Hypothesis Stitcher for End-to-End Speaker-attributed ASR on Long-form Multi-talker Recordings
This work addresses the challenge of applying end-to-end speaker-attributed ASR models to long-form multi-talker recordings, which is a practical problem for speech recognition researchers and developers.
The authors applied a known decoding technique for single-speaker ASR to the end-to-end speaker-attributed ASR (SA-ASR) task for long-form audio. They then proposed a novel sequence-to-sequence model, called hypothesis stitcher, that takes multiple hypotheses from short audio segments and outputs a fused single hypothesis, significantly improving SA-WER on long-form multi-talker recordings.

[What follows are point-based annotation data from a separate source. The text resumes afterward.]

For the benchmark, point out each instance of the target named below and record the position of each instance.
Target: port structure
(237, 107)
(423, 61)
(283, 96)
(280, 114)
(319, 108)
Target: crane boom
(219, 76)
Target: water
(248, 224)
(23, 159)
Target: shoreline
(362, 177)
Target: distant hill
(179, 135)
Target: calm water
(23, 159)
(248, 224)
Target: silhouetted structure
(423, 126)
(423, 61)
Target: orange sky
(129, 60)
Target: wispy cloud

An end-to-end (E2E) speaker-attributed automatic speech recognition (SA-ASR) model was proposed recently to jointly perform speaker counting, speech recognition and speaker identification. The model achieved a low speaker-attributed word error rate (SA-WER) for monaural overlapped speech comprising an unknown number of speakers. However, the E2E modeling approach is susceptible to the mismatch between the training and testing conditions. It has yet to be investigated whether the E2E SA-ASR model works well for recordings that are much longer than samples seen during training. In this work, we first apply a known decoding technique that was developed to perform single-speaker ASR for long-form audio to our E2E SA-ASR task. Then, we propose a novel method using a sequence-to-sequence model, called hypothesis stitcher. The model takes multiple hypotheses obtained from short audio segments that are extracted from the original long-form input, and it then outputs a fused single hypothesis. We propose several architectural variations of the hypothesis stitcher model and compare them with the conventional decoding methods. Experiments using LibriSpeech and LibriCSS corpora show that the proposed method significantly improves SA-WER especially for long-form multi-talker recordings.